Sixteen More Days…

I’m a five year old. That’s my new age, and I am going to stick to it. This whole grown-up gig is just not what I imagined it would be all those years ago. Technically, with an airway of a five year old, it seems a very plausible argument. One is the age of their youngest anatomical feature. Fact check that…I’m certain it’s correct.

I’ve finally processed the whole “non-responder” official statement by the NIH. It still feels like salt in a wound, but I’m walking forward again and that’s progress. The good news is that there are trial participants that are responding, and I am able to cheer that just as loudly as I would have my own response…a response that was meant to be a yes, but it did not get the invitation in the mail apparently. Which, leads me to today’s posting…an update…for those of you who have followed this journey.

Sixteen days from today, I go back into the OR. My trachea, it seems, had a little conference with the RRP over the past few months, and they decided that I needed some miracle grow tossed into my daily life. A trip to Mayo, a couple of weeks ago, confirmed what my lack of activity tolerance had already told me….I was compromised-not by the Russians, but by papilloma-little creatures that remind me of what cauliflower probably tastes like-hint, I have never tried cauliflower-it remind me of white brain matter. In an effort to increase my level of care, we decided to bring a second surgeon on board with my team. So, matching up schedules, and my insistence that I be able to attend my niece’s graduation and welcome my Josh home for bit…May 31st is the date and we will be on an every six week rotation to the OR for the foreseeable future. This means….I’m lazy by necessity, I have far too much time to read up on health policy, governmental affairs, changes in religion, etc….I should consider taking up gossip magazines…far less stressful. Cleaning the house is a multi-day task…as when you have the airway of a five year old currently, it’s dust or sit and breathe. I’ve tried ignoring that innate desire to breathe….it wins…just so you know…your lungs + brain will override just about all that you desire to do. The news in pulmonary continues to be “concerning,” but we are going to attack it a different way after surgery….and I have every confidence that I have given my pulmonary enough lectures on how it’s really not fitting into my whole “empty nester” plans…that I can see it listening and doing what the next drug tells it to do.

Avelumab and I did not match….so the next drug on the horizon is systemic Avastin. If we see results after four doses, then we will work towards a maintenance dose cycle. First hurdle is getting off-label usage approved by insurance, and if that is denied, then approval by manufacturer for compassionate care. If Avastin doesn’t play well with the papilloma, then I will have to consider at least a wedge resection to take out the two that are not behaving.  hqdefault

So, there you have it…the health update. Such as it is, it’s my current sitting place. As a new five year old, it works well. I can color without any worries that I am engaging in an activity that doesn’t match my birth certificate age.

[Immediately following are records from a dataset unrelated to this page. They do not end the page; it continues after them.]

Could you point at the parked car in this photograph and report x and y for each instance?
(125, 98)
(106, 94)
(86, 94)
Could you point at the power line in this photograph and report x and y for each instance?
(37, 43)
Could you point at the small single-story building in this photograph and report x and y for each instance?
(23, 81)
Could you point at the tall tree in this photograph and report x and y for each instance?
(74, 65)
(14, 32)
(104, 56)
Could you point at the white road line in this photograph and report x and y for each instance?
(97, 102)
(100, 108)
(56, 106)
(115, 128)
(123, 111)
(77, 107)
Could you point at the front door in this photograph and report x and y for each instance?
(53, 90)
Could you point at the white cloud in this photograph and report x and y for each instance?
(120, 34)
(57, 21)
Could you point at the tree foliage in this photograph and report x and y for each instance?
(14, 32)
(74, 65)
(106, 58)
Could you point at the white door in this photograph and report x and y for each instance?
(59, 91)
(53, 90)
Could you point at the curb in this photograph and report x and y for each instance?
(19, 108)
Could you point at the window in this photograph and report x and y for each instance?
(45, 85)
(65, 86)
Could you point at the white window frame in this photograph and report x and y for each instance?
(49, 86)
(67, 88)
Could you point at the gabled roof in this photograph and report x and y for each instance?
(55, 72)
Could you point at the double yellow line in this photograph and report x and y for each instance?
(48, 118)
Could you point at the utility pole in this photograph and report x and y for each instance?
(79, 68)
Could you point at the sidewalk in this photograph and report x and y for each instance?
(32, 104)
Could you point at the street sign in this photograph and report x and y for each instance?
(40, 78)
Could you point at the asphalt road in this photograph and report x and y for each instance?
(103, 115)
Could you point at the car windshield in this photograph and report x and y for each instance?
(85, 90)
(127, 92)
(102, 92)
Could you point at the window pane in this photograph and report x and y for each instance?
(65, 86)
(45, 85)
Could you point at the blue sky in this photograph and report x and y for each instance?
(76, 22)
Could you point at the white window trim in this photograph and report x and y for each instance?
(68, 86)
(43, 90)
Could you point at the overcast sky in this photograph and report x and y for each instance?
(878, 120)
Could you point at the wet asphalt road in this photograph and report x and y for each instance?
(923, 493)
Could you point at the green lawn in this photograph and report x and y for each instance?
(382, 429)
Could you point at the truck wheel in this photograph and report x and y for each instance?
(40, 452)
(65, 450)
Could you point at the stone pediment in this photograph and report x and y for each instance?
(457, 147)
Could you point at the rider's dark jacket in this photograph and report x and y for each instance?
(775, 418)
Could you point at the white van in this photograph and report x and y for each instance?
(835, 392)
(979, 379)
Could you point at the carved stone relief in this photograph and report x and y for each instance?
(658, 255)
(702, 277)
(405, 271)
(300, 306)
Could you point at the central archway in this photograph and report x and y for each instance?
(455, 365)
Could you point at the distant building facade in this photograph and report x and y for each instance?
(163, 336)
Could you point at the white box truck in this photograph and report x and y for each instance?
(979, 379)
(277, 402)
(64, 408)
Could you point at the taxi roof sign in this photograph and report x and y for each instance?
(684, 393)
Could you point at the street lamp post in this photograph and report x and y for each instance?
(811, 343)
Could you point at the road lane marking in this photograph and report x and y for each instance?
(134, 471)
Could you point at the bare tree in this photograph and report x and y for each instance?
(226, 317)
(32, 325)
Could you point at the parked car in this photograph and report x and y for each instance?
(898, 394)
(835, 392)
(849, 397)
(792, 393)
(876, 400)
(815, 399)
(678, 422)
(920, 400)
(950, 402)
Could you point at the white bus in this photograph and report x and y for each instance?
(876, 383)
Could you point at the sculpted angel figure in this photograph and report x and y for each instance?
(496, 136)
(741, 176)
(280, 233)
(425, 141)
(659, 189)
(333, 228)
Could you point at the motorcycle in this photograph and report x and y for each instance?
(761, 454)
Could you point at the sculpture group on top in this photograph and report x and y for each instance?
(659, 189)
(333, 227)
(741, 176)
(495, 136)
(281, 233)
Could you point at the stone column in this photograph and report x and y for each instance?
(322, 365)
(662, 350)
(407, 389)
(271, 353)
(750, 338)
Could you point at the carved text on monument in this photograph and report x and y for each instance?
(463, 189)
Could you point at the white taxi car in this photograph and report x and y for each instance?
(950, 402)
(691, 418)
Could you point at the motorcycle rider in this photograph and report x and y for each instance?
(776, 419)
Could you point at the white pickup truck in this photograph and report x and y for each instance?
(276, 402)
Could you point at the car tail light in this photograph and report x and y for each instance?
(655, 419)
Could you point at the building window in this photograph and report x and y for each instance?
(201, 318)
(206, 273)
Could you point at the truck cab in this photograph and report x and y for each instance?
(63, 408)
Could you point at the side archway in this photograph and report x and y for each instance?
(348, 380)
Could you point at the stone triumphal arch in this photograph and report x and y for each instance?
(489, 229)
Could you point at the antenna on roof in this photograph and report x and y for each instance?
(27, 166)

I can choose to eat Fruit-Loops with my fingers if I desire, and flavor-blasted Goldfish are an acceptable food group now. Nap-times are considered mandatory, but given I cannot sleep in the daytime, I have chosen to just be a temperamental five year old in the afternoon….so far I have not injured anyone..but there are still sixteen days to go!

In what can only be considered “divine appointment” of timing, I have been in a Bible study of 2nd Timothy this past semester. I will blog on it more later, but this has stood out to me for weeks now-

“You have a provider that wants you to be more than a survivor.” Beth Moore

I’m still very uncertain as to what that sentence really means for me right now, but I know that sentence and the fact that God didn’t give me my miracle in Avelumab, that maybe He is choosing to make something about my life the miracle..well…it’s moved me forward.

Enjoy breathing….enjoy talking…for so many people near and dear to me, and myself, those are luxuries at times. Make those breaths and words count!

Peace out…and PS-Intelligentsia Coffee….you need some in your life.